Bangsa-bangsa yang terdepan dalam gerakan perlawanan terhadap
neokolonialisme-imperialisme harus membuat internasionalisme tumbuh
subur dalam taman sarinya nasionalisme di dalam konteks negerinya, dan
sebaliknya nasionalismenya juga tumbuh dalam taman sarinya
internasionalisme.
4. Demokrasi
Demokrasi
adalah prinsip luhur yang mengutamakan kedaulatan rakyat. Pemerintahan
dari rakyat, oleh rakyat dan untuk rakyat merupakan perwujudannya di
tingkat negara. Di negara kita, demokrasi dimengerti dalam praktek
“Kerakyatan yang dipimpin oleh hikmat kebijaksanaan dalam
permusyawaratan perwakilan”. Musyawarah untuk mufakat juga merupakan
salah satu warisan peradaban beribu-ribu tahun lamanya. Namun harus
dimengerti pula, bahwa demokrasi untuk perlawanan terhadap
neokolonialisme-imperialisme bukanlah demokrasi ekonomi-politik seperti
yang sekarang ini.
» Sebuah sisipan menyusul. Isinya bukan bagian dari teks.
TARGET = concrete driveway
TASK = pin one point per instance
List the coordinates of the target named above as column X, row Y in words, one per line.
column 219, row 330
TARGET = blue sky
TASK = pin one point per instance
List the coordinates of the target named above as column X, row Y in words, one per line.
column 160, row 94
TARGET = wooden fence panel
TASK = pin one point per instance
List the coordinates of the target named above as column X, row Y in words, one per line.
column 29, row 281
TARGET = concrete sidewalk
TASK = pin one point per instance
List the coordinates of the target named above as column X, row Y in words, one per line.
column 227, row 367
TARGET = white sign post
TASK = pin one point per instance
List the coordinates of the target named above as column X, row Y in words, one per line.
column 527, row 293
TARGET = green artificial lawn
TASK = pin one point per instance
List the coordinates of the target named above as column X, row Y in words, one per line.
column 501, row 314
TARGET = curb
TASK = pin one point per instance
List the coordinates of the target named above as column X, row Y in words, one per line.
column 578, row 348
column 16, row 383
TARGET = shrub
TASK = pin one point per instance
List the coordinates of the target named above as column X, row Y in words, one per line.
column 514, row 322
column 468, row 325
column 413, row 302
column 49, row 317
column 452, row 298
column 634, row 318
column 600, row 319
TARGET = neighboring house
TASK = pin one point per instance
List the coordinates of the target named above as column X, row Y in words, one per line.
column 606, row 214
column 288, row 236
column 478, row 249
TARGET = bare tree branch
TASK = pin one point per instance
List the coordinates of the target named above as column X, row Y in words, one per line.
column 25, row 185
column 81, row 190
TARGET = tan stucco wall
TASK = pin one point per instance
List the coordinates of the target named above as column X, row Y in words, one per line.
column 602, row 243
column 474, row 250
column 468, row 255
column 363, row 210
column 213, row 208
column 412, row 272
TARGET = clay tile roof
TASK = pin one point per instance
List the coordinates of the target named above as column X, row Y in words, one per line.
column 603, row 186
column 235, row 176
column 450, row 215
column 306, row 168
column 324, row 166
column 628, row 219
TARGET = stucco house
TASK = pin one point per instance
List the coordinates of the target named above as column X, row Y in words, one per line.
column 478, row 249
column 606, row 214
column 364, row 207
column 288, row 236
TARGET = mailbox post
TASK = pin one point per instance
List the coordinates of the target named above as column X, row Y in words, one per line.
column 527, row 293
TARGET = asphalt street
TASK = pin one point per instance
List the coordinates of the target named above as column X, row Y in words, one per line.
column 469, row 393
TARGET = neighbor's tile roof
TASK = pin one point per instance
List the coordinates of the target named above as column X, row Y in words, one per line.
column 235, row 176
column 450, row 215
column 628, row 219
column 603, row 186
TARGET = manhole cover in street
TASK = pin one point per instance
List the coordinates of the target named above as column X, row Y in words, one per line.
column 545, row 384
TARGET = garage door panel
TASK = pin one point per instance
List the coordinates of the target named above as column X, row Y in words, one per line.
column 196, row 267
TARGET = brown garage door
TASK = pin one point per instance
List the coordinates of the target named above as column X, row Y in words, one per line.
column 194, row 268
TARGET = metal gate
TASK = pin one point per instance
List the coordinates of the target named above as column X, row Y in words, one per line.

Demokrasi secara politis saat ini dikooptasi oleh
globalisasi-neoliberal dengan prinsip-prinsipnya yang malah melemahkan
kedaulatan rakyat, sehingga prakteknya selalu dalam prinsip-prinsip
demokrasi liberal. Demokrasi liberal diwujudkan melalui sistem
pemerintahan yang liberal dengan pemilu, partai politik, deal-deal
politik dan sistem pers yang liberal. Sistem ekonomi-politik juga
didasarkan ekonomi-politik neoliberal, dengan pengejawantahan Konsensus
Washington. Sistem demokrasi yang dipraktekkan dalam ranah global juga
berkarakteristik globalisasi-neoliberal, karena hanya dikuasai oleh
beberapa kepentingan: negara-negara kuat penjajah,
perusahaan-perusahaan transnasional raksasa, dan IMF, Bank Dunia serta
WTO. Demokrasi yang harus ditegakkan adalah demokrasi dengan
sebenar-benar terwujudnya kedaulatan rakyat, yang menjadikan kebijakan
dan implementasi ekonomi-politik di tingkat lokal, nasional maupun
global dan menjadi basis perlawanan terhadap
neokolonialisme-imperialisme.
5. Keadilan Sosial
Konsepsi
dan cita-cita rakyat ini adalah yang terakhir sekaligus yang paling
utama dari yang lain. Keadilan sosial ini secara konsepsi dirangkaikan
dengan kesejahteraan sosial, karena kedua hal tersebut tentunya tidak
bisa dipisahkan. Hal ini disebabkan jika dan hanya jika ada masyarakat
yang makmur maka bisa terwujud yang namanya masyarakat adil—sehingga
harus disebutkan sebagai ‘masyarakat adil dan makmur’, meskipun di
dalam kemakmuran tersebut bisa juga bersemayam ketidakadilan sosial.